I had no limitations the task is to write things out from my heart. It's been a long time since my heart and my mind had a conversation, I paved a way for it. What did it cost?
A biryani. Indeed a heavy meal with meat on it.
It was 5:30 am and you can pretty much get biryani in the early morning’s where I live. So here is the deal. I have to sit and write for an hour or two without any distractions. Also, it should be physical writing, such a daunting task.
Well, then I started to write and the deal was biryani so I was pretty serious. But as time slips away, I began to immerse myself in act of writing, I had this homecoming smile on my face. Though I am not a writer, writing helped me to get through a lot of tough times. And it doesn’t fail to do so even now.
I began to jot down 12–13 things that my ideal self should have in himself after 1–2 years. While writing some of them I had literal tears, and yeah the obsession for biriyani wasn't there.
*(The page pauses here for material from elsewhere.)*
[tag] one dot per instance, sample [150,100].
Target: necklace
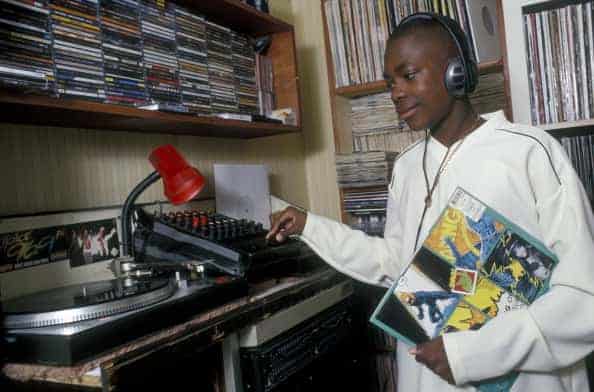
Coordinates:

Now the goal is to finish off this list. It got really interesting rather than being unrealistic, I was honest with myself.
I kept writing for more than an hour. The list stopped at 13 and it was about my parents and it was even the biggest.
The list was done and as a gentleman, I gotta buy myself a biryani. And I did
Maybe this all might sound pretty childish or weird. But here is the thing, I read them every morning at least every once in two days. And I know it should be a daily ritual and it will.
Alright, what's the whole point of this blog? I am sure it's not the biryani nor my ideal list.
We have so many things going on in our lives, we are fine in spending hours on others chit-chatting, but least interested to unravel what's inside us and getting to know the main man deep inside you. There is no work for pills or medications if you know yourself well.
When you began to understand yourself, there is something called self-love steps inside your life. It's powerful and shapes up your whole character, and knows what's best for you. It ejects the rest. Cleanses up your soul and puts you in the process of refinement.
Knowing your ideal person and looking at those lists every single day might ring any bells who knows. You are making yourself accountable every day by doing this.
The biryani is tasty.
Let me list out one or two things from my ideal lists,
- A guy who writes every day. Write things every day and keep me creative.
- Have a great relationship with myself and trust my choices and decisions. Be independent.
- Be healthy and flexible to do a backflip. Get shredded.
Can you achieve everything on that list? Maybe yes, or maybe not. But I know one thing for sure, that at the end of the day you will have the flavors of your ideal lists.
Jack of all trades.
By this time I got done with biryani. It was a happy ending indeed.